My article entitled “Body Worlds’ Plastinates, the Human/Nonhuman Interface, and Feminism” was recently published in a special issue on the nonhuman in the journal Feminist Theory, edited Myra J. Hird and Celia Roberts. Body Worlds is an exhibition that displays dissected human bodies that have been preserved by a process called plastination which infuses them with a polymer that purportedly makes them impervious to decay. While the exhibition’s creators claim to display “real human bodies,” because they are made with significant amounts of plastic and other materials, I argue that these exhibits are ambivalently human. But they are also ambivalently nonhuman as they can still engage the spectator in decidedly human, affective encounters. In this way, they signal a grey area in the human/nonhuman duality that underpins much of our economics, politics, and ethics. In this article, I discuss the important implications this has for feminism, which has always grappled with the questions of who should be granted the status of human and what privileges such status should confer.
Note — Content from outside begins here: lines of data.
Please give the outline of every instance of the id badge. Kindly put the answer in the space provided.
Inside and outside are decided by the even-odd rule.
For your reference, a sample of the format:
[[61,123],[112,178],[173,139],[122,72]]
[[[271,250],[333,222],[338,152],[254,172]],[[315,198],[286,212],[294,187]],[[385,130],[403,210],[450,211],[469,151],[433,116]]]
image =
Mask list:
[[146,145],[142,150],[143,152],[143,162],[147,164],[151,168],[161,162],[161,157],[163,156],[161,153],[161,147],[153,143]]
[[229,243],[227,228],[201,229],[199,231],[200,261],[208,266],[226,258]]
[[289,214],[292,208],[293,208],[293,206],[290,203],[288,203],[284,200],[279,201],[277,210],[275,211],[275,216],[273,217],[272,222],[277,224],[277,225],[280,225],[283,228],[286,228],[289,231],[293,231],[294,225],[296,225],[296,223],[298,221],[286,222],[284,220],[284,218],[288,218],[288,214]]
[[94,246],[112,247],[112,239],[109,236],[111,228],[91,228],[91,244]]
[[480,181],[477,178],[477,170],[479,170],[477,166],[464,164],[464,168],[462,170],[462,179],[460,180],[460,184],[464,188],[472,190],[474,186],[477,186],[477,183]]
I would be very happy to hear any comments readers have regarding this article.
Body Worlds is a hugely popular exhibition that claims to offer a reverential and educational experience of the ‘real human body’ through the display of plastinated dead human bodies. However, because they are posed, staged, and composed of significant nonhuman artifice, plastinates are ambivalently ‘real’ as human bodies, let alone ‘real’ as humans. Plastinates are as much nonhuman as human, and neither category fully accounts for them. In this article, I discuss the consequences of this for feminist theory. Approaches in feminist theory that reify, either implicitly or explicitly, a human/nonhuman binary framework are challenged by plastinates. I show that locating plastinates within either ontological category, though not fully accounting for them, enables feminist critiques of the exhibition; however, these categories also paradoxically permit forms of violence with which feminists are typically concerned. In this way, I argue that plastinates force feminist thought to the very interface of the human/nonhuman divide. When applied to Body Worlds, these concepts at best form a heuristic ontological hinge whose angle is determined by ethical and political commitments, illustrating the ways in which key ontologies should be seen as political strategies more or less amenable to feminist goals, but not more or less true. I argue that what lies at the crux of this hinge, in the case of plastinates, is death, and suggest that Body Worlds demands that the interface of death with life become a key feminist concern.